Nicolaus Copernicus (1473-1543) was a Polish astronomer who developed the Copernican system, a model of the solar system in which the Earth and the other planets orbit the Sun.

Supplies Needed:
  • A yellow paper plate (or a white one plus yellow paint) for the Sun
  • Scissors
  • Three brads (metal paper connectors)
  • White cardstock
  • A compass for drawing circles, or print a template.
  • Crayons or markers

Instructions

1.

Cut out three circles (small, medium, and large) from cardstock or cardboard from a cereal box. [If available, a yellow paper plate makes a nice Sun.]

You’ll need a large circle for the Sun, a medium one for the Earth, and a small one for the Moon.

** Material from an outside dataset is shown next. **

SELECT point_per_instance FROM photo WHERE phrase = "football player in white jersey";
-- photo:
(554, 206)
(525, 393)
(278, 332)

For a black-and-white template, click here. For a color template, click here. Note: Use the margins of the template for the strips connecting the Sun, Earth, and Moon.

2.

Cut out two strips of cardstock (any color) about 1 inch thick (you can use the marked margins of the templates above). One strip should be aboout 8 inches long and one should be about 5 inches long.

3.

Give the student the three circles. Let them figure out which represents the Sun, the Earth, and the Moon. On each circle, write the name of the celestial object (Sun, Moon, or Earth) on its back.

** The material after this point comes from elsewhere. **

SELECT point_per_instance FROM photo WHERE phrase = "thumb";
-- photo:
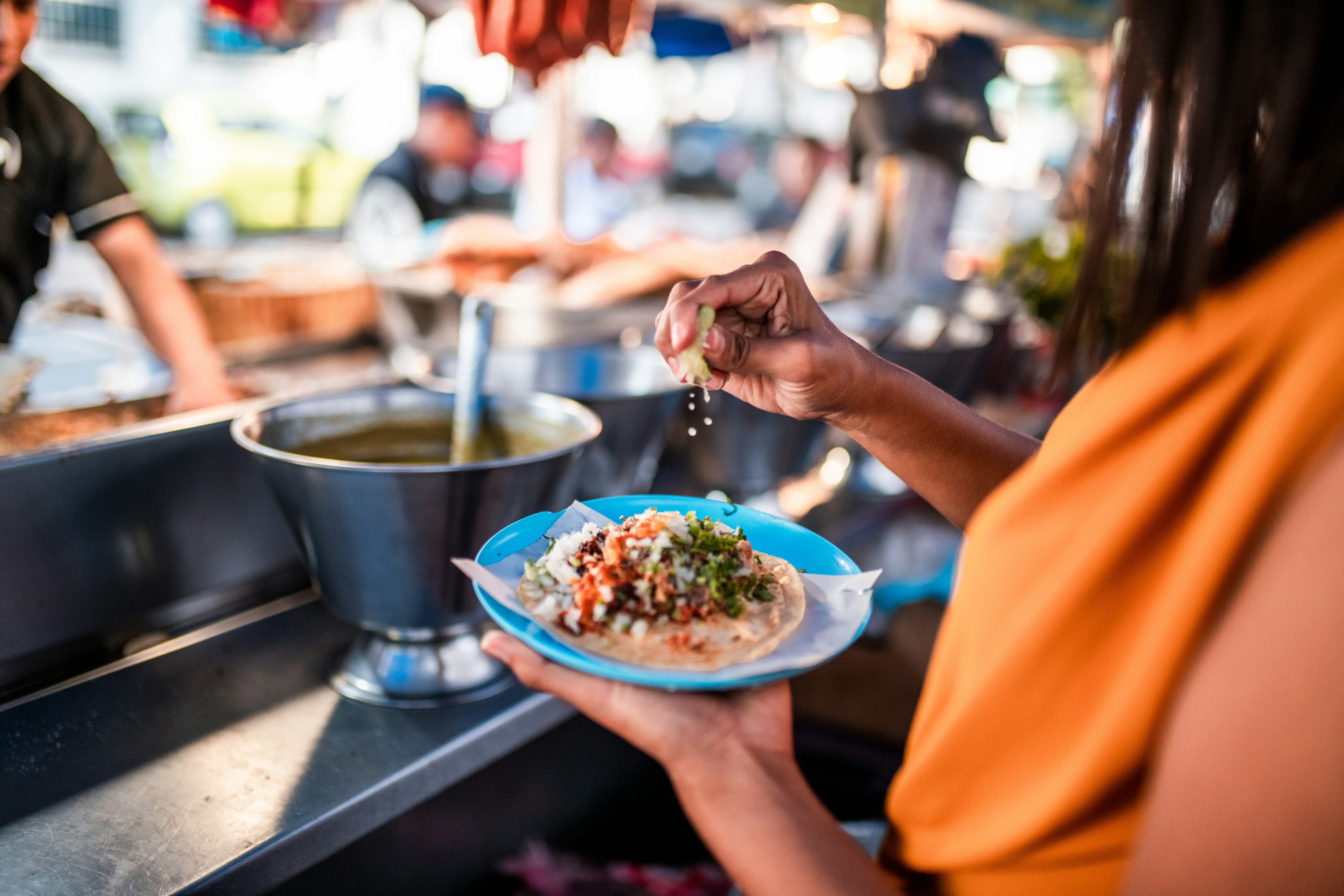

Color the Sun yellow, color the Earth blue and green, and color the Moon white.

4.

Connect one end of the short (roughly 4-5” long) strip of paper to the center of the back of the Moon using a brad.

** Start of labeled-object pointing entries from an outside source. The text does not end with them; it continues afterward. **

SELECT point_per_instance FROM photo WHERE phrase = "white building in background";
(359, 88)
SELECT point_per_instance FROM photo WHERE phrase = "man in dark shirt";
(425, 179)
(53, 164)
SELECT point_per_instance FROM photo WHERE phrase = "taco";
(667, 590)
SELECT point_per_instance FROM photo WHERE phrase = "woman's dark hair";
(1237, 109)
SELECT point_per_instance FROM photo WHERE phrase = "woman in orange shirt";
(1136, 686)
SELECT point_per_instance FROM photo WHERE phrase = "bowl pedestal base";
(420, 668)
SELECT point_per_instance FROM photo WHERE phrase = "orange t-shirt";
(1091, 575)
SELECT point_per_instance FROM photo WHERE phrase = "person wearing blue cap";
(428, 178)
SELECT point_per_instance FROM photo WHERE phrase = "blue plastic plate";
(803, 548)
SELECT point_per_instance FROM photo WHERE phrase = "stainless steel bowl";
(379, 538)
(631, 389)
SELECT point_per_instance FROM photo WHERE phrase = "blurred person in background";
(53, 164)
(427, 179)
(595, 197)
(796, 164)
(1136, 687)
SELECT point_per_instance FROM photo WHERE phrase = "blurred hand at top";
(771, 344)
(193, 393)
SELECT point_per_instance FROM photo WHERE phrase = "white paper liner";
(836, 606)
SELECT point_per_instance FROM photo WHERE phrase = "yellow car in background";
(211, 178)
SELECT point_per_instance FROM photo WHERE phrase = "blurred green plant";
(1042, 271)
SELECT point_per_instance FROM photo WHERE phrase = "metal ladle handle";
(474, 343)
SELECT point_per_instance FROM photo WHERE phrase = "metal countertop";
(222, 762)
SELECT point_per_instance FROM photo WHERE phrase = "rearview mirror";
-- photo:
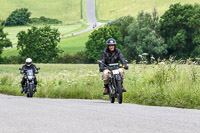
(99, 61)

Connect the other end of that strip of paper to the center of the Earth (but don’t close the second brad yet).

5.

Connect one end of the long (roughly 8” long) strip of paper to the center of the back of the Earth with the already-open brad.

Connect the other end of that short strip of paper to the center of the sun.

6.

You now have a model of the Sun, the Earth, and the Moon. Note that although the relative sizes of the Earth and the Moon are roughly accurate (about 3:1), the Sun should be much, much larger (the Sun is over 100 times bigger than the Earth).

Also, the Earth is over 370 times farther from the Sun than it is from the Moon. If this model were accurate, the Earth and the Sun should be over 90 feet apart (given that the Earth-Moon distance in the model is about 3 inches).

You can use this model to demonstrate how the Earth orbits around the Sun, and how the Moon orbits around the Earth.

Image: A half moon (also called quarter moon): The moon appears as a half circle.

7.

You can demonstrate how the phases of the Moon are determined by the relative positions of the Moon, Earth, and the Sun. To help do this, color half the moon dark and keep the light side facing the sun.

Image 1: Full moon, when the moon appears as a full circle.
Image 2: New moon, when the moon is not visible to us because the dark side is facing the Earth.

8.

Solar eclipses (see diagram on the left) and lunar eclipses (see diagram on the right) can be demonstrated using this model.

Image 1: A solar eclipse, when the moon blocks the light of the sun.
Image 2: A lunar eclipse, when the Earth blocks sunlight from hitting the moon.